L'Union européenne a adopté deux grands objectifs à atteindre d'ici 2030 : réduire de 40 % les émissions de gaz à effet de serre et porter à 27 % la part d'énergies renouvelables dans le mix énergétique de chaque pays.

Sur ce second objectif, un réexamen est prévu d'ici 2020 pour le porter à 30 %. Selon la ministre, ces « objectifs donnent du sens au nouveau modèle économiques. Avec 27 % d'objectifs en 2030 de la part d'énergies renouvelables, l'Europe se donne les moyens de développer les filières industrielles du futur », a t-elle estimé.

Ambitieux ou pas ?

Une opinion que ne partage par le Syndicat des énergies renouvelables. Prenant le contre-pied de la déclaration de la Ministre, le SER a qualifié cet accord de « peu ambitieux », dans un communiqué.
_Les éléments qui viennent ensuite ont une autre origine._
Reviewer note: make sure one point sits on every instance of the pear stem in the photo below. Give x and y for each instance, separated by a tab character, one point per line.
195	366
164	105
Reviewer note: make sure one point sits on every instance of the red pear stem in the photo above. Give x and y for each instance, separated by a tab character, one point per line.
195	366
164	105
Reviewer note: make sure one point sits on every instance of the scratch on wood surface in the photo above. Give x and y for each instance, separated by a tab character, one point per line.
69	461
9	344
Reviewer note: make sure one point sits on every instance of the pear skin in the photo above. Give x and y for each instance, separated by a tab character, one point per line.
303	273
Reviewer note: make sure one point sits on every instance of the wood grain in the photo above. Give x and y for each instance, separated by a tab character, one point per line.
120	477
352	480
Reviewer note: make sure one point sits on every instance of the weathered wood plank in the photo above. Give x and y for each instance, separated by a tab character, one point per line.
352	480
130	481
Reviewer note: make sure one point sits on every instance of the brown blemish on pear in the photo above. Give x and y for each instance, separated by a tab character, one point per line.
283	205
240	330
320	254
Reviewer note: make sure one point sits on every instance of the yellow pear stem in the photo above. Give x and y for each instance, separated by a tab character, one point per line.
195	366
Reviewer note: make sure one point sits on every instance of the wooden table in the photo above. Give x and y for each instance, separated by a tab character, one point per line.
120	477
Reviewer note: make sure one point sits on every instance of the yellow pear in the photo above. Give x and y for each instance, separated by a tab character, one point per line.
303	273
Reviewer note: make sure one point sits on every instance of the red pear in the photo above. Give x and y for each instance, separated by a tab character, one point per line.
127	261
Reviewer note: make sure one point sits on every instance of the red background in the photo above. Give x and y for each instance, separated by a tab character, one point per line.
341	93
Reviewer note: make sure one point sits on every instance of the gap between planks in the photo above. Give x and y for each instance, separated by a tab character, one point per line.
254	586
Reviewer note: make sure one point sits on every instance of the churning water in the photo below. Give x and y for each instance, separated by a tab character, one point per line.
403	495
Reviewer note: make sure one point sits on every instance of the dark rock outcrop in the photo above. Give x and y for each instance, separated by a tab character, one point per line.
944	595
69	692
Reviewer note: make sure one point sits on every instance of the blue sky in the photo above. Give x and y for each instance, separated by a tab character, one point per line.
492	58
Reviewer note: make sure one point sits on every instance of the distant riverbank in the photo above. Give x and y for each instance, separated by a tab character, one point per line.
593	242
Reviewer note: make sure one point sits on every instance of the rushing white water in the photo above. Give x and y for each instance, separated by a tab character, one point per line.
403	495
« L'objectif européen en matière de déploiement des énergies renouvelables est sous-dimensionné par rapport aux investissements passés alors même qu’il concourt à l’objectif de réduction des émissions de gaz à effet de serre et à la sécurité d’approvisionnement du continent », a estimé Jean-Louis Bal, le président du SER.

« Il est nécessaire que l’Europe, après avoir beaucoup investi dans ces technologies faisant baisser substantiellement les coûts de production, ne relâche pas l’effort au moment même où les filières des énergies renouvelables sont compétitives et qu’elles emploient plus de 1,2 millions de personnes dans l’Union européenne », ajoute le SER.

L'efficacité énergétique en priorité

D'autre part, le Conseil européen souhaite investir au niveau communautaire sur les interconnexions des réseaux énergétiques. « Il s’agit d’un objectif essentiel pour l’équilibre du système énergétique européen et pour la sécurité d’approvisionnement », estime la ministre de l'Ecologie et du Développement durable.

Enfin, l'accord européen prévoir également un soutien significatif aux États-membres, en particulier aux moins avancés, pour investir dans l’innovation et des projets concrets, grâce au mécanisme « NER 400 », un nouveau fonds de modernisation, géré par les États membres avec le soutien de la Banque Européenne d’Investissement, et la redistribution de 10 % des quotas carbone aux États membres ayant un PIB inférieur à 90 % de la moyenne européenne.

Ces fonds seront destinés en priorité à l’amélioration de l’efficacité énergétique, à la modernisation des systèmes énergétiques, et au développement des réseaux intelligents.

Ces initiatives européennes viendront renforcer les aides fiscales, le déploiement du programme des investissements d'avenir, des prêts de la Caisse des Dépôts et Consignations et de la Banque Publique d'Investissements et de nombreux appels à projets, prévus dans le cadre de la loi sur la transition énergétique.